Top 10 Tips for Hiring Salespeople for Your Sales Force

sales hiringToday, we will discuss hiring for the sales force but not so much the “how” of it as much as the importance of doing it for the right reasons, at the right time and in the right manner.

We have more clients in the middle of a sales recruiting initiative than at any time in the 25 years I’ve been in the sales development business. In addition to the nearly 10,000 companies that use Objective Management Group’s Sales Candidate Assessments, several of my personal clients are in the midst of hiring too.

One client is hiring a new salesperson but wants an A Player instead of the mediocre salespeople he inherited.

Another client is hiring two salespeople – hunters – as opposed to the product expert/account manager types they have typically employed.

Another client is hiring as many as 15 inside salespeople to replace the prior group that turned over as a result of ineffective sales management, and a complete lack of selling abilities.

Yet another client is hiring 40 salespeople – because of turnover – and we are still waiting for the results of their sales force evaluation to determine the underlying reasons for the turnover.  We will use what we learn to help them hire the right people going forward.
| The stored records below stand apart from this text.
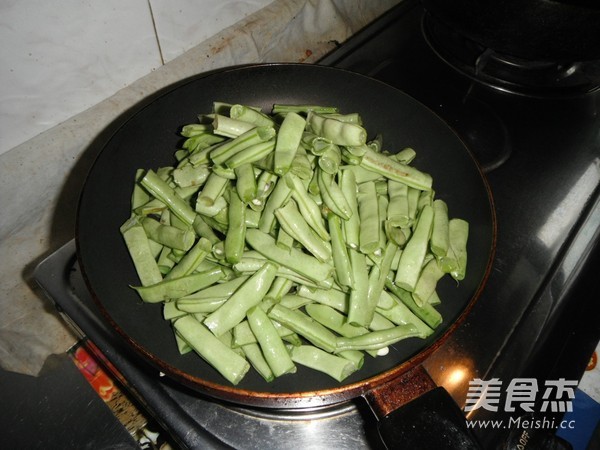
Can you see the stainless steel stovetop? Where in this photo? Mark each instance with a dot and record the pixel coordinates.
(541, 155)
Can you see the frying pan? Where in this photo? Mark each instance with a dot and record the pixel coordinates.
(149, 138)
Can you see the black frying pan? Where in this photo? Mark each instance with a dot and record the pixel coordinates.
(150, 137)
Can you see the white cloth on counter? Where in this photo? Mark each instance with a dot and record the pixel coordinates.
(40, 180)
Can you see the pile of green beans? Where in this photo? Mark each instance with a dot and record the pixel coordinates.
(288, 238)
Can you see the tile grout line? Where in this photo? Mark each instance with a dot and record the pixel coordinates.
(162, 59)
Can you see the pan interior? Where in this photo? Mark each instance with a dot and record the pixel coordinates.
(149, 139)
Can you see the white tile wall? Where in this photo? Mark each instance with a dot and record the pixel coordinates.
(59, 58)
There is another organization (not a client yet), with 50+ inside salespeople, suffering from inconsistency and under performance, looking to improve their ability to select the right people.  We would follow the same strategy as in the previous example to better understand what is causing the inconsistency.
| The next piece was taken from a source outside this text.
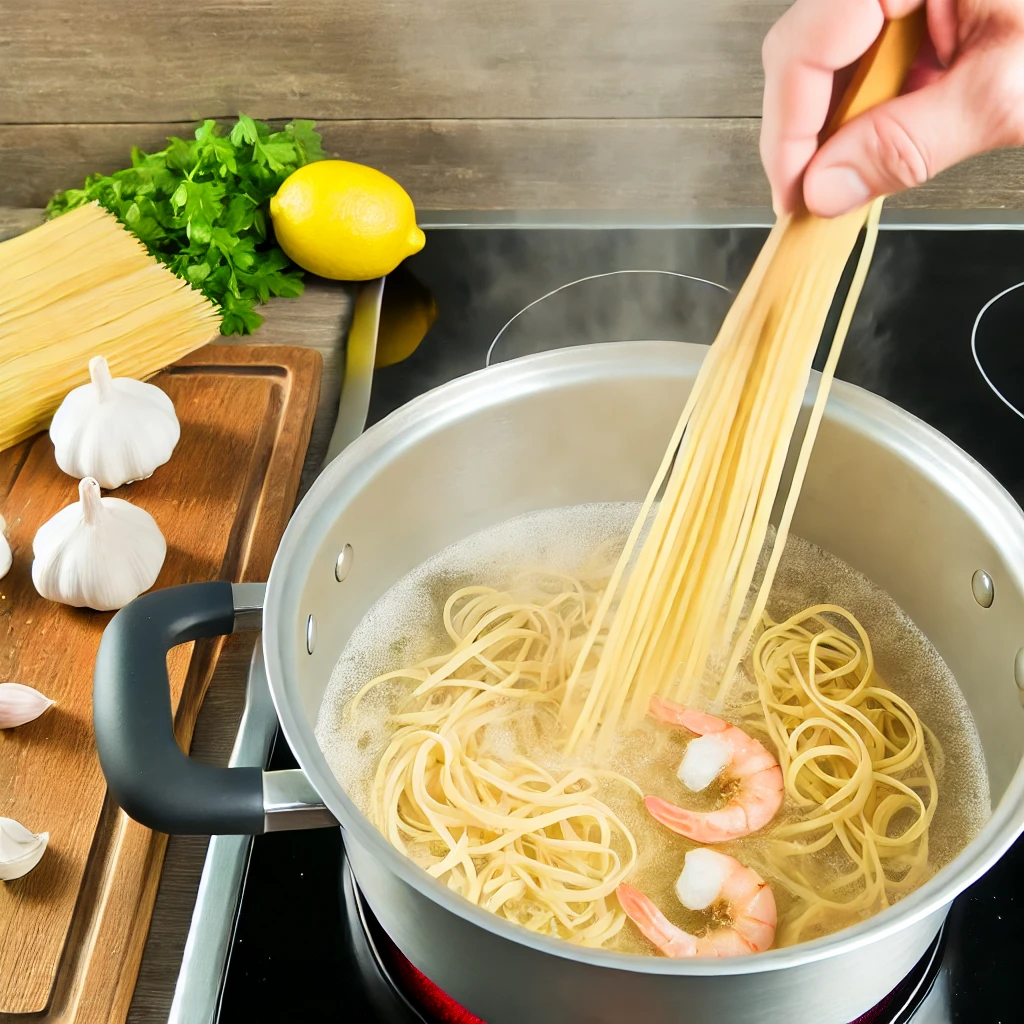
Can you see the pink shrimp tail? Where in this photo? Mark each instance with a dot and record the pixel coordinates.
(714, 826)
(695, 721)
(653, 925)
I can easily add ten more current examples but this is plenty for my conclusions and lessons.  The 10 tips that follow are in no particular order:

  1. This is a perfect time to be hiring – the economy is quickly turning around – heading into an upswing – and you must have excellent salespeople to find opportunities and get them closed by outselling your competitors.  
  2. Hiring is not an experiment. Trial and error will set you back the length of your sales cycle and learning curve plus the cost of your salaries and draws.
  3. You absolutely must know whether you have been hiring the right people or not, why, and what you must change to get it right.  This is where the sales force evaluation comes in.  Accurate answers to all of the possible “could it be…?” questions.  It’s not unusual to have 10-20 of them that must be answered in order to be certain about what must change.
  4. You must know what it will take for a salesperson to be successful in your business, calling on your market, against your competition, and with your pricing and product, and it goes WAY beyond industry knowledge and experience.
  5. Job descriptions are for employees – the people you hire – they aren’t for posting your jobs.  You provide the new salesperson with the job description when they report for their first day of work.  The job posting is a description of the person you’re seeking to hire.
  6. Jettison or redeploy your under performers. Everyone is a role model for your new salespeople so you must be certain that everyone is modeling the right kind of behaviors and competencies.  It’s similar to the hopes you have for your children when you hope they meet and become friendly with good kids from good families. The problem is that some of your salespeople aren’t and won’t ever be able to model what you want and you’ll need to know whether they can be developed to do this or not.  The Sales Force Evaluation provides the insight to make these decisions too.
  7. You must let go of old beliefs, guidelines, methods and processes.  The organization that isn’t yet a client (and might not become one) from the last example above made a broad statement that will absolutely kill any attempts to improve their ability to select successful salespeople.  One of their leaders said, “your hiring recommendation (hirable, not hirable) will be a deal stopper for us”.  They want the option to hire the people who don’t have a chance of being successful.  This despite the fact that they haven’t had consistency from the people they’ve previously selected.  Why are they taking this stance?  They had a problem with some other assessment – not a sales assessment – so they believe that if the mini-van of assessments wasn’t predictive, then the Mercedes of assessments won’t be either.
  8. You must have patience.  I know you want those new people in place in two weeks but let’s be realistic.  Six months from now, would you rather be saying, “Sure glad we waited to hire the right candidates!” or, “I wish we waited to make the right hires – this isn’t working out and we’ll have to do it all again…”
  9. Success in sales has little correlation to college education, degrees, years in sales, or even industry experience. Stop putting so much weight on these criteria and instead, make sure the candidate can outsell your competition.
  10. Success in sales has much less to do with who your new salespeople know than is thought to be true.  I’ve seen more examples of this myth than you can believe.  If your company is the one everyone wants to do business with – the industry leader, price leader, or technology leader, then salespeople with a book of business will thrive because the customers will follow them to your door.  On the other hand, if you are the new kid on the block, have new (different and not yet accepted as the standard) technology, higher pricing, are value challenged, or have decent but not great products/services, then the books of business your new salespeople bring along may not follow them to your door.

Do it now, do it right, and do it objectively.  Get help, use an accurate, predictive, sales specific assessment, and make sure your process has been optimized to attract enough of the target high quality candidates into the pool as you’ll require.